Anunció su dimisión para evitar un baño de sangre


Créditos: @EBalancehn / Twitter

Hace unos momentos, el presidente de Bolivia Evo Morales presentó su renuncia a la presidencia de su país luego de los señalamientos por presunto fraude electoral en la pasada contienda en la que se reeligió como mandatario de dicha nación. Dio a conocer que dejaba su cargo a través de un video con un mensaje al pueblo boliviano en el que aseguró que su renuncia era una forma de evitar la represión a sus simpatizantes.

Fue a las 16:51 horas, tiempo local, cuando se dio el anuncio de Morales, quien llegó al poder en enero de 2006, tras haberse quedado sin el respaldo de la Policía, un motín y un pronunciamiento oficial por parte de las Fuerzas Armadas en el que se pedía su renuncia.
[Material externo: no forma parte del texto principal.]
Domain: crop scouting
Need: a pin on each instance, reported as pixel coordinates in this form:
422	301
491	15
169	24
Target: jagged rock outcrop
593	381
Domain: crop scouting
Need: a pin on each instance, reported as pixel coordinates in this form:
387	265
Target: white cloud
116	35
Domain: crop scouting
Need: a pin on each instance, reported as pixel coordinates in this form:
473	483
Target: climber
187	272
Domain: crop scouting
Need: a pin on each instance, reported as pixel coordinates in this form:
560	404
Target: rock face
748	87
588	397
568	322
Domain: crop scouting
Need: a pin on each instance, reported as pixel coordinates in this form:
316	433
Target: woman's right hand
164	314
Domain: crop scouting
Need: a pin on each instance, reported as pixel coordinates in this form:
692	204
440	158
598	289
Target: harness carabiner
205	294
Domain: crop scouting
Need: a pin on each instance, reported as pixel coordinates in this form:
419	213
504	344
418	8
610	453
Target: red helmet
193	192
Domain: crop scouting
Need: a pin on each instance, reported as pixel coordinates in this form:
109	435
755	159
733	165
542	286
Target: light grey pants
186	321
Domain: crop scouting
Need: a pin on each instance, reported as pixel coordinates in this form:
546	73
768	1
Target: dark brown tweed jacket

La presencia de Morales como cabeza en el Palacio Quemado había estado en duda en los últimos días tras las cuestionadas elecciones del 20 de octubre y su posterior llamado a nuevas elecciones.

“¿Por qué decidí esta renuncia? Para que Mesa (opositor) y (Luis Fernando) Camacho no sigan persiguiendo a mis hermanos, dirigentes sindicales, para que no sigan secuestrando y maltratando a los familiares de nuestros dirigentes sindicales como el hermano Teodoro Mamani en Potosí. Para que no sigan perjudicando a comerciantes y transportistas que no dejan trabajar en Santa Cruz”, afirmó Evo.
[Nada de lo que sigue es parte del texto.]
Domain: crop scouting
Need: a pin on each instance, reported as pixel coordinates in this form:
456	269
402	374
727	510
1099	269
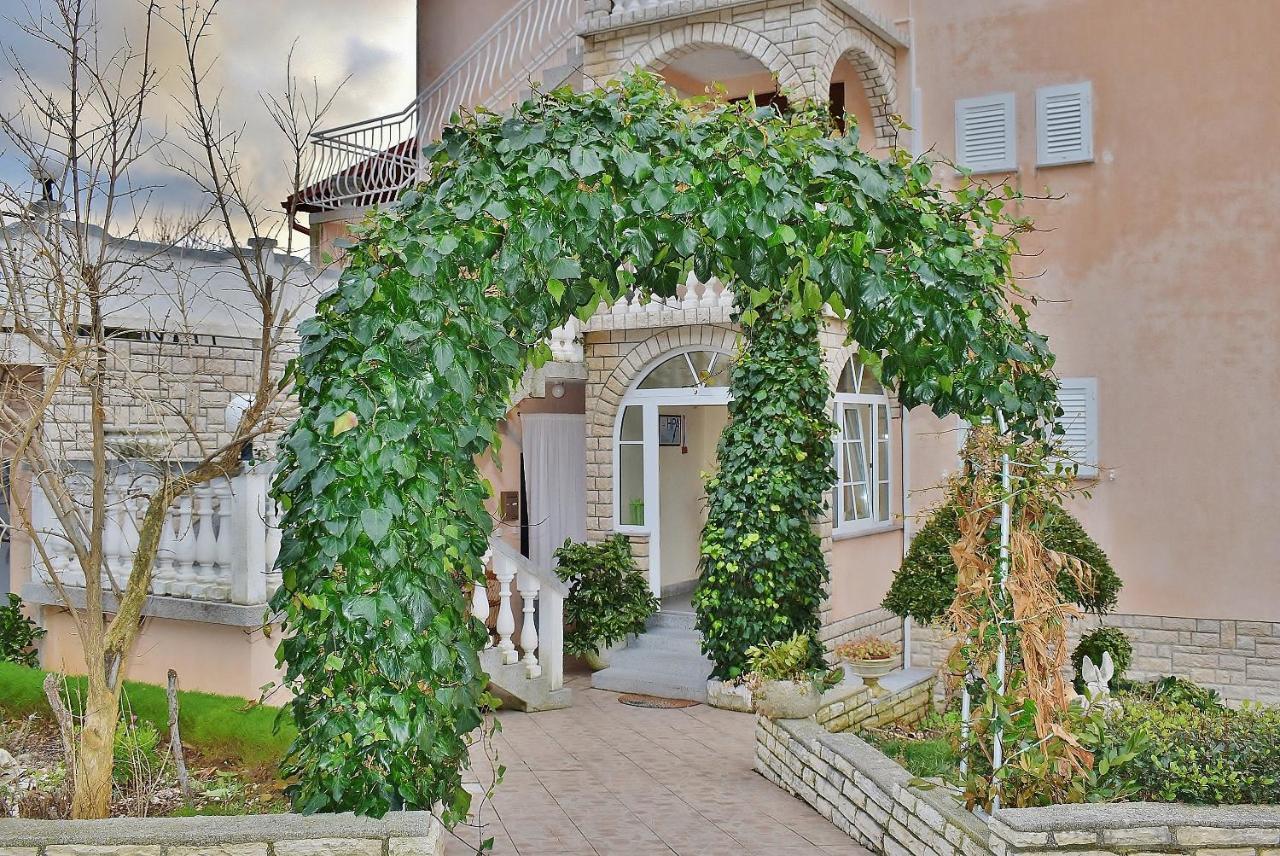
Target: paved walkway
611	779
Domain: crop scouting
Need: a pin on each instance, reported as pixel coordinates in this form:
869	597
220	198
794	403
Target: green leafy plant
18	634
868	646
762	563
1205	754
924	585
607	599
526	219
789	659
1093	644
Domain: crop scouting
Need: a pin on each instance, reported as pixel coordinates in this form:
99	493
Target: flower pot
787	699
872	671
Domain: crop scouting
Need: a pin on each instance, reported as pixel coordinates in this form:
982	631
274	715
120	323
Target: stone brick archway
680	41
876	72
615	360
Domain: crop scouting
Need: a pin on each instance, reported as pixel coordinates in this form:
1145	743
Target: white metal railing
219	541
370	161
540	644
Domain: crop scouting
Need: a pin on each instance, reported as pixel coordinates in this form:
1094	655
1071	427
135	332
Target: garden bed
886	809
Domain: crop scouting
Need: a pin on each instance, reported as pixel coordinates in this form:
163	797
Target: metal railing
370	161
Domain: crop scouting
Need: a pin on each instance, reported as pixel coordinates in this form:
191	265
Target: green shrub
926	584
1207	755
607	596
18	635
1093	644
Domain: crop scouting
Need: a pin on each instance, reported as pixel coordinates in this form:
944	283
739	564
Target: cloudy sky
366	42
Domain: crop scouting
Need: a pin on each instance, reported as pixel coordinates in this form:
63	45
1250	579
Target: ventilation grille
1064	124
984	133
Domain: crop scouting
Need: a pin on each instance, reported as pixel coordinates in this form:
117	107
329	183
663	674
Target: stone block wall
401	833
874	802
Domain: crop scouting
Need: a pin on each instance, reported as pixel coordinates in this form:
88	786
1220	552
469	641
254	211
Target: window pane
631	484
632	424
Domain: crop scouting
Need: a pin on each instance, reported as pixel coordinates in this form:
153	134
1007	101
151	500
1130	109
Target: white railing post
504	570
248	531
529	586
551	619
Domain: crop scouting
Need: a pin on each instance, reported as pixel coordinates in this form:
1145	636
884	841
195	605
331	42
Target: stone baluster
480	600
167	554
529	585
184	552
504	570
220	589
206	540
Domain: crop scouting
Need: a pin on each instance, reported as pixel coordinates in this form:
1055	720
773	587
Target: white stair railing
542	605
219	541
369	161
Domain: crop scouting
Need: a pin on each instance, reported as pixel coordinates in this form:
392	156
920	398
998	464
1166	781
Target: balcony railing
370	161
219	541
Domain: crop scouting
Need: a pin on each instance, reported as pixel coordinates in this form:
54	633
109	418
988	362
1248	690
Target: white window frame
881	518
1086	467
1008	103
1082	155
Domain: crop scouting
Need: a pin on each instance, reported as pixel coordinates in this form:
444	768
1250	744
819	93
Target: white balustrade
219	541
542	628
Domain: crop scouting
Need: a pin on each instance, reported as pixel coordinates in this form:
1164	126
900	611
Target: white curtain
554	447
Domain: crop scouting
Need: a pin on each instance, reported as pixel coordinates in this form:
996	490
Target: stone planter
787	699
871	671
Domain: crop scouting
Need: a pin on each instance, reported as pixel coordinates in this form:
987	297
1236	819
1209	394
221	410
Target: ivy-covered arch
408	365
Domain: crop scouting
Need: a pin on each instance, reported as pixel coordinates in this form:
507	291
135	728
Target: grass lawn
219	729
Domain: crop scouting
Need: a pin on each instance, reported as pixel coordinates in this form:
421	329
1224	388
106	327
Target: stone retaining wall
881	806
403	833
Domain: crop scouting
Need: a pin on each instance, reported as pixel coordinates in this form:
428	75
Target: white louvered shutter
1078	397
984	133
1064	124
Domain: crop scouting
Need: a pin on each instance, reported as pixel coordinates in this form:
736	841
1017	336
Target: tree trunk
92	782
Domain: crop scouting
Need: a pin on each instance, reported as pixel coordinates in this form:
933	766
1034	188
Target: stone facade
799	42
876	802
401	833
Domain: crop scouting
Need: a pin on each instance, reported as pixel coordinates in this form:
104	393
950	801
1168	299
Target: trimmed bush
926	584
1208	755
607	596
1093	644
18	635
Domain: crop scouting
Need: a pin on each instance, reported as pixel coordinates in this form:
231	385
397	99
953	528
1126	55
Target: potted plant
786	678
607	598
869	658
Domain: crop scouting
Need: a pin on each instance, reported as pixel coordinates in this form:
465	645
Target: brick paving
609	779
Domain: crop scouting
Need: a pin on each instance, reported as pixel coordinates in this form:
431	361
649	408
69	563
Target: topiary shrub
18	635
607	596
926	584
1093	644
El mensaje se trasmitió a través de televisión nacional y con él anunció su renuncia a la presidencia del país andino al igual que el vicepresidente Álvaro García Linera, tras casi tres semanas de inestabilidad postelectoral que cerraron con una auditoría de la OEA, que dictaminó la existencia de irregularidades y recomendó un nuevo proceso.

Morales dijo que había enviado su dimisión a la Asamblea Legislativa Plurinacional, no sin antes denunciar la actuación desestabilizadora de la oposición  y acusó “a los grupos que sólo buscan su interés con mentiras” de hacer daño a Bolivia, y reiteró que con su dimisión busca evitar un baño de sangre. “Que mis hermanos no sean agredidos”, dijo al llamar a cesar la quema de casas que se había dado en diversos puntos del país.

“Mi pecado es ser indígena, dirigente sindical, cocalero”, subrayó el ahora ex mandatario, quien dijo que si sus adversarios que “quieren vengarse, que sea con Evo y con Álvaro, no con nuestras familias”.

Agradeció al pueblo boliviano haberlo acompañado y destacó que “cuando hay sacrificio, esfuerzo, patriotismo, es posible levantar a Bolivia”.